In Africa, as in much of the world, the pandemic-driven global recession has blown a hefty hole in state revenues. In a bid to compensate for the collapse in oil revenues and fund part of its 2021 budget deficit, the Nigerian government has decided to access bank accounts that have been dormant for at least six years, along with the unclaimed dividends of equity investors.

Under the Finance Act 2020, the law that guides the country’s fiscal activities this year, the government may take this money, with the obligation to return it, with interest, should the owners come forward within a set time limit. The money will be transferred into a trust fund to be managed by the Debt Management Office, the arm of the Ministry of Finance that manages government debt.

Unprecedented move

Expected to fund just over 16% of the 2021 budget deficit, this novel move is seemingly driven by a desire to reduce the government’s dependence on debt. With about 40% of expected revenues in 2021 projected to go toward debt servicing, the government may understandably be averse to piling on more debt, especially foreign loans.

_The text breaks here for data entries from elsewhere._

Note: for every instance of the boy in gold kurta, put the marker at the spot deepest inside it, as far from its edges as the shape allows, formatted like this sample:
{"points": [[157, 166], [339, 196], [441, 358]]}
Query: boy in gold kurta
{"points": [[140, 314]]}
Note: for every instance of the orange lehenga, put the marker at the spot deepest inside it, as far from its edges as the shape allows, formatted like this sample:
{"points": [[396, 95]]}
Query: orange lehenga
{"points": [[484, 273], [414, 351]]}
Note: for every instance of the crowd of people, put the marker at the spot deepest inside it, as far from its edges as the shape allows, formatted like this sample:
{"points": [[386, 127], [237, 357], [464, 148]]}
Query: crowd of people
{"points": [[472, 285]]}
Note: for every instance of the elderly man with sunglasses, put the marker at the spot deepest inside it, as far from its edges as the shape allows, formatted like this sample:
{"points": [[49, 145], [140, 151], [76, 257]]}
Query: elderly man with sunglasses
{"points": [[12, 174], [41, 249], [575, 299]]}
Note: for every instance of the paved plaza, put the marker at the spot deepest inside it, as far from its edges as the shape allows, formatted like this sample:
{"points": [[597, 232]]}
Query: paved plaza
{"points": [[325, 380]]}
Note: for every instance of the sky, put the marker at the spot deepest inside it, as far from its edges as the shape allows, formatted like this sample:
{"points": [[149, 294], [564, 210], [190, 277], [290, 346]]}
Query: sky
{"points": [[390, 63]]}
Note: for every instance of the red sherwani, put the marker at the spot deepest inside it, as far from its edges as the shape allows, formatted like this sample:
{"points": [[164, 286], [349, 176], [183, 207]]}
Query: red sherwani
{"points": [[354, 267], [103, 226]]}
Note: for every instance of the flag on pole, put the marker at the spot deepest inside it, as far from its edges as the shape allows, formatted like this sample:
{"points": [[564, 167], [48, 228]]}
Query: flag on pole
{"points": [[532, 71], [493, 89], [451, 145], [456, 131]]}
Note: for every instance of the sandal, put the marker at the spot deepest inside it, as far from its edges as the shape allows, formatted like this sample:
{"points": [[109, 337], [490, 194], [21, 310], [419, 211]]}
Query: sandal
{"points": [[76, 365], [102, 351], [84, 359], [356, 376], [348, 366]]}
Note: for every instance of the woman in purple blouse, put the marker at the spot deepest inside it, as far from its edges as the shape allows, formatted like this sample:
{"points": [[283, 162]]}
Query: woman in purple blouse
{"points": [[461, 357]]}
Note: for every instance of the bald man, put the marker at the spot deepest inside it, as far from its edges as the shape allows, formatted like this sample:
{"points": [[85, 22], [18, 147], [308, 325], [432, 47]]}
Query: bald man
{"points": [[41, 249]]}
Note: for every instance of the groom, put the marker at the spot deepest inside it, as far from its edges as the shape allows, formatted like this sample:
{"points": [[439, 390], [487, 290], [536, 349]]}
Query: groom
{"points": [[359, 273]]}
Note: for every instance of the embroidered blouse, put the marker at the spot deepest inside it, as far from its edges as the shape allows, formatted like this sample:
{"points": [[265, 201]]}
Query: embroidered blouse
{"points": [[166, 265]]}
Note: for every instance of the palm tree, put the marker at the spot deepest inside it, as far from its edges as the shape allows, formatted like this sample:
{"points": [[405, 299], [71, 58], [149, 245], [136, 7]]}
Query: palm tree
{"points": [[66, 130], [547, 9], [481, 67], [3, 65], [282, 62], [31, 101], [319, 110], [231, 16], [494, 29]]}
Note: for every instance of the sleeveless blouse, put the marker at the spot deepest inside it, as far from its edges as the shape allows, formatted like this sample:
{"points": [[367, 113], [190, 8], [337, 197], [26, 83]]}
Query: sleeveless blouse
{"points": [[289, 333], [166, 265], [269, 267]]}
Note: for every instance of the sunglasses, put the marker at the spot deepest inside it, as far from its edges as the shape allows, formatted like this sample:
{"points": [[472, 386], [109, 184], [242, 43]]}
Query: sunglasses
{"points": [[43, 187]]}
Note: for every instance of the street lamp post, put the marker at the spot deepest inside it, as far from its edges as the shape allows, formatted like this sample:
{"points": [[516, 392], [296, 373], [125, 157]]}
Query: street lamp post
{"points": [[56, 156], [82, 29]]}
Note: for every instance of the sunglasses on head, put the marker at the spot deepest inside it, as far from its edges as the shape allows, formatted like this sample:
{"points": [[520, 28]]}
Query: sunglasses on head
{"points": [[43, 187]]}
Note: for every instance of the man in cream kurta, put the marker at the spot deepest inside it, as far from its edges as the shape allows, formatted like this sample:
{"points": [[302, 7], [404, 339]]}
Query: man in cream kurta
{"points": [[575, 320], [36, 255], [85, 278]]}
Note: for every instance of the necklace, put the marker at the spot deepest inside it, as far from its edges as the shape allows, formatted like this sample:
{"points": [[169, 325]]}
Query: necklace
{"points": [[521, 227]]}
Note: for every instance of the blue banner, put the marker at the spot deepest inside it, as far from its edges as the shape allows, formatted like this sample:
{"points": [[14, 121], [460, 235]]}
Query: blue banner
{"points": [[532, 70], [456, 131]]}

Not surprisingly, the move has attracted flak from many, although it undoubtedly has some merits. For instance, it doesn't seem right or fair that banks (in the case of dormant accounts), companies and registrars (in the case of unclaimed dividends) should continue to benefit from these funds. The money does not belong to them, so why should they continue to benefit from it just because they happen to hold it?  

Author

Okey Umeano is chief economist at Nigeria’s Securities and Exchange Commission

Money in dormant accounts does not belong to the banks, so why should they benefit from it?

Certainly, it makes more sense for the funds to be used to benefit wider society instead. If the government spending multiplier is greater than one – in other words, its spend generates further spending by businesses and individuals – then the national economy will benefit from the government applying those funds to its Budget.

Overstepping the mark?

Yet sweeping up the funds in dormant accounts and unclaimed dividends in this way somehow smacks of state appropriation of private assets, or at best an infringement of the rights of citizens and residents over their private bank accounts and investments. In times of war or natural disaster, governments may give themselves power to appropriate private property – but we are not in such times.

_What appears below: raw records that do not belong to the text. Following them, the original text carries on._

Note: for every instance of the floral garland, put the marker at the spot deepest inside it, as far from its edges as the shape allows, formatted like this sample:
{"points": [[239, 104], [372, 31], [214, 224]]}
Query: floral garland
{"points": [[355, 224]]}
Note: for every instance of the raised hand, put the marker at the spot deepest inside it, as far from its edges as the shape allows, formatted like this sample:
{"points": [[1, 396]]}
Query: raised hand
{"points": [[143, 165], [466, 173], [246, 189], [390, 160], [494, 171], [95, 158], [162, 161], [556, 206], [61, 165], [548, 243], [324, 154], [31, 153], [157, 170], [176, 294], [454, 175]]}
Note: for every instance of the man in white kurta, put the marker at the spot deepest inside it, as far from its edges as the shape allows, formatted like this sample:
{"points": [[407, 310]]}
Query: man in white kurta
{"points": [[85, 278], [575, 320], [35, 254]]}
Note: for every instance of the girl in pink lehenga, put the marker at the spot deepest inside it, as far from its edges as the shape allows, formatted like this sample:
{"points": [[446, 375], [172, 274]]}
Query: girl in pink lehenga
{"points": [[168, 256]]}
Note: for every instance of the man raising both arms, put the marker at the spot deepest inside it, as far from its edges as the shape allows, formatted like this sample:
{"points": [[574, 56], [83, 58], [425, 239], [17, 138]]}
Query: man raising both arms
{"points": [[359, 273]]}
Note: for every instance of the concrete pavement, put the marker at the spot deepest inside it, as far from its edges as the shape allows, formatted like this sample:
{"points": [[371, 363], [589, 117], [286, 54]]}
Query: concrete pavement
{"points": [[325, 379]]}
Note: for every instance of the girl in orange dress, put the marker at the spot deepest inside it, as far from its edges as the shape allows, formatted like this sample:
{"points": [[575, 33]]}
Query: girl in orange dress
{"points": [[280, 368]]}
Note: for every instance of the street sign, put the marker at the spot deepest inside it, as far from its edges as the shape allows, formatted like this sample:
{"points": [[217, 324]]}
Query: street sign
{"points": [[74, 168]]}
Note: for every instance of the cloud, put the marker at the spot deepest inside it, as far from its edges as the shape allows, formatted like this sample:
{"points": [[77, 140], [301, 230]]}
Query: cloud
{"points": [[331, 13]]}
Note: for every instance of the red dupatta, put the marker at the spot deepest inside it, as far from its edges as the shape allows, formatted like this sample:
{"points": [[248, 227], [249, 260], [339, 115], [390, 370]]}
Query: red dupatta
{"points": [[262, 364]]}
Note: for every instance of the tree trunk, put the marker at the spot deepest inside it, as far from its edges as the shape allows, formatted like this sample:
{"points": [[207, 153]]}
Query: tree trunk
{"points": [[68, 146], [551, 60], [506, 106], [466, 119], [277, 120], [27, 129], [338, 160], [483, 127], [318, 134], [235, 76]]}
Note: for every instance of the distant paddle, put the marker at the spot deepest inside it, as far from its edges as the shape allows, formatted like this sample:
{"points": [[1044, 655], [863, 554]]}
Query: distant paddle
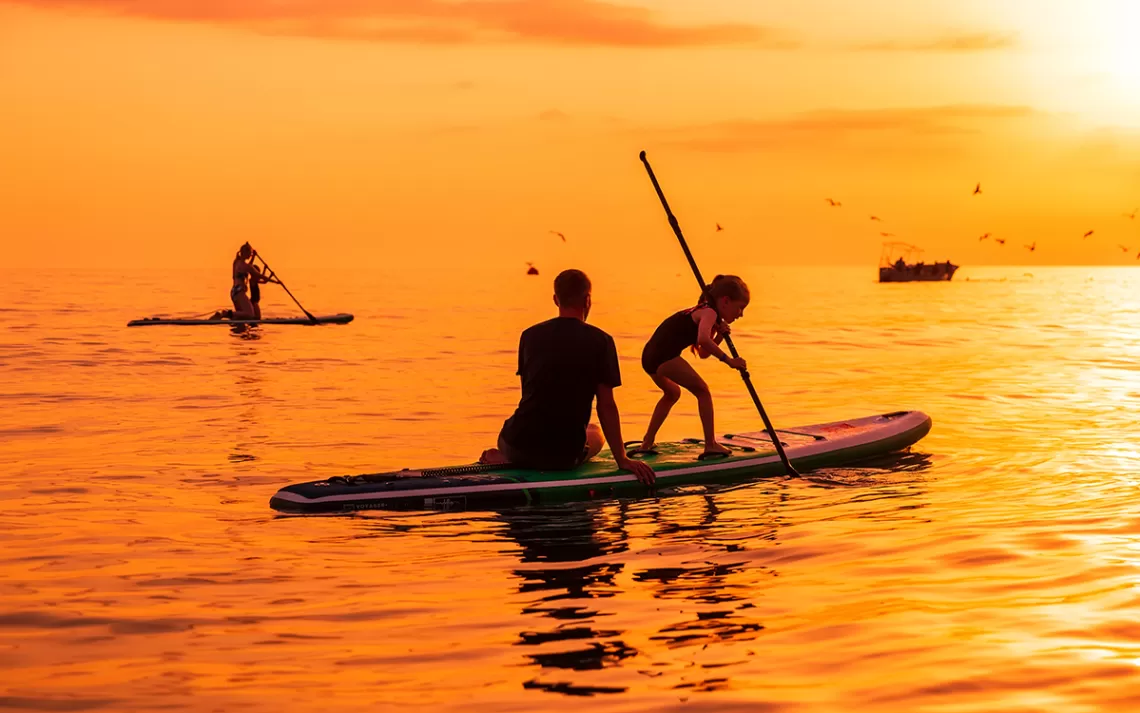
{"points": [[274, 276], [727, 339]]}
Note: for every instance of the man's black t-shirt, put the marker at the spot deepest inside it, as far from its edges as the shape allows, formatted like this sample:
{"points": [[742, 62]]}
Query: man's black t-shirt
{"points": [[561, 362]]}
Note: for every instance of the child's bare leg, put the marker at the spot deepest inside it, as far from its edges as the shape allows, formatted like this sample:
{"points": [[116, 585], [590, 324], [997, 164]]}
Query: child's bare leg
{"points": [[669, 395], [682, 373]]}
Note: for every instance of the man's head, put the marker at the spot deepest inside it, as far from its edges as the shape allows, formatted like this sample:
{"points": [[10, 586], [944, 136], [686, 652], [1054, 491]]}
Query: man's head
{"points": [[571, 293]]}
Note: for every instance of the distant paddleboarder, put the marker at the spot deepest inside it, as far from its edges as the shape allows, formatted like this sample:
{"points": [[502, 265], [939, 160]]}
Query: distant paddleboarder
{"points": [[247, 278]]}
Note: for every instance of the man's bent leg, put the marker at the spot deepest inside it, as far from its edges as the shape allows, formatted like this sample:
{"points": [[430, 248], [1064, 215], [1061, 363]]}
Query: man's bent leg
{"points": [[594, 440]]}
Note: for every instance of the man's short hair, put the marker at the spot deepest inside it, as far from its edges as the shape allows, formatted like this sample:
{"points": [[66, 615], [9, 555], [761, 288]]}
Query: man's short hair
{"points": [[571, 288]]}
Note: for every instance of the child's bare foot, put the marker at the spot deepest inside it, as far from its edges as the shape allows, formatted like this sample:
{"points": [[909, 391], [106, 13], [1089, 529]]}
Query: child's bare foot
{"points": [[715, 447], [493, 456]]}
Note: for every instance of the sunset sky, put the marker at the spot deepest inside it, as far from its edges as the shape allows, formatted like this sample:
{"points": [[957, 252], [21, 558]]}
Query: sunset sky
{"points": [[397, 132]]}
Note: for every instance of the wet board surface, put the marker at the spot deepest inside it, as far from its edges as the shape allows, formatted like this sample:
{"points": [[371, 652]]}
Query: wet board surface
{"points": [[474, 486]]}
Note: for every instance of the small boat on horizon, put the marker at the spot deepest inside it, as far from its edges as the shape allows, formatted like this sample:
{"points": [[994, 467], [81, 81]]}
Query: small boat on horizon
{"points": [[897, 264]]}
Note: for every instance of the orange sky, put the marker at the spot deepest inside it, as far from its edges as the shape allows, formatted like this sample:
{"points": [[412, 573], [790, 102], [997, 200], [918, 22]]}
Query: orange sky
{"points": [[395, 132]]}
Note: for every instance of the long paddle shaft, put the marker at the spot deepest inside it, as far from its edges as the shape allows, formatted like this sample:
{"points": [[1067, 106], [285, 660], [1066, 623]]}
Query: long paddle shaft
{"points": [[314, 319], [727, 339]]}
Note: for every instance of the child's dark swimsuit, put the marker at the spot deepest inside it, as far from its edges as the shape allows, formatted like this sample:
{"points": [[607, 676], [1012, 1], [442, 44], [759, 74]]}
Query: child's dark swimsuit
{"points": [[673, 337]]}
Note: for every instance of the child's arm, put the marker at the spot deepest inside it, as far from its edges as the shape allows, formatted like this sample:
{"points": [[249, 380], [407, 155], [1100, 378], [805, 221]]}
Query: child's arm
{"points": [[707, 343]]}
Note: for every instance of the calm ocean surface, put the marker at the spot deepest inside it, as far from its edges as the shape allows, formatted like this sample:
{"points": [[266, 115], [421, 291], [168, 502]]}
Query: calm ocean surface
{"points": [[995, 567]]}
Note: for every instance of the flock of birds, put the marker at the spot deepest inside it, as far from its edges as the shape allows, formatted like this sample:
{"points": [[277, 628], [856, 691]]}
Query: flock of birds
{"points": [[977, 191], [1001, 241]]}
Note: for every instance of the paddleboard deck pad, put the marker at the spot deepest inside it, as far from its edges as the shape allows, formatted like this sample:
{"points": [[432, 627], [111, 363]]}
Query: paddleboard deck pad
{"points": [[477, 486], [341, 318]]}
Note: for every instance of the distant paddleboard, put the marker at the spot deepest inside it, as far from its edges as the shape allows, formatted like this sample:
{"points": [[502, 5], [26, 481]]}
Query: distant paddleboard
{"points": [[341, 318]]}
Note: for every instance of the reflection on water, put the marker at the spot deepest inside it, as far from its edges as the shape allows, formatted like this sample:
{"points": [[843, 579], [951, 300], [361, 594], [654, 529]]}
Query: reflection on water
{"points": [[993, 567]]}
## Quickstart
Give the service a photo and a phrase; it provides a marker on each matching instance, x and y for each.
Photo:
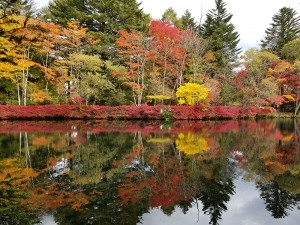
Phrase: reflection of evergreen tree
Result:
(278, 201)
(216, 191)
(12, 210)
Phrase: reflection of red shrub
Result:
(128, 112)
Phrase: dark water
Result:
(128, 173)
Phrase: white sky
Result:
(250, 17)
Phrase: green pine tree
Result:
(284, 28)
(188, 22)
(222, 35)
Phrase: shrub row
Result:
(130, 112)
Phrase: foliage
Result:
(284, 28)
(191, 144)
(221, 33)
(129, 112)
(290, 50)
(191, 94)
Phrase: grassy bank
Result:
(144, 112)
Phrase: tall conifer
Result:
(284, 28)
(222, 35)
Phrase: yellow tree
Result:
(191, 94)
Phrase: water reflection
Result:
(118, 172)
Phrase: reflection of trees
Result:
(12, 210)
(214, 180)
(278, 201)
(115, 177)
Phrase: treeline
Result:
(112, 53)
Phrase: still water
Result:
(150, 173)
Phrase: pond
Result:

A more potent argument is that the move may discourage savings and investments, especially among young Nigerians, who may see it as a good reason not to keep their money in bank accounts and in the equity of listed companies. That would be a poor outcome in a developing country with a gross savings rate of just 20%, which needs rapid and large capital accumulation to fund much needed economic development.

Such a move is not unique to Nigeria, though. Last May, the UK announced the release of £150m from bank and building society accounts that had been dormant for at least 15 years, to help charities, social enterprises and vulnerable individuals during the coronavirus outbreak. However, British people may have more confidence in how their government handles their money than Nigerian citizens do.

Better management

The most important question as far as I am concerned lies in the use the state makes of these dormant assets. If funding the budget has reached such a critical point, will the money from dormant assets be applied more efficiently than has previously been the case? Will corruption and waste in government finances be reduced? Will the high cost of governance be addressed?

These, I believe, are the key questions, and the government should address them. Fiscal managers can, and should, make changes to ensure the efficient use of whatever funds the country is able to get. That way, Nigeria can get a better bang for its buck, which, if sustained, could help it exit its current precarious and unsustainable position.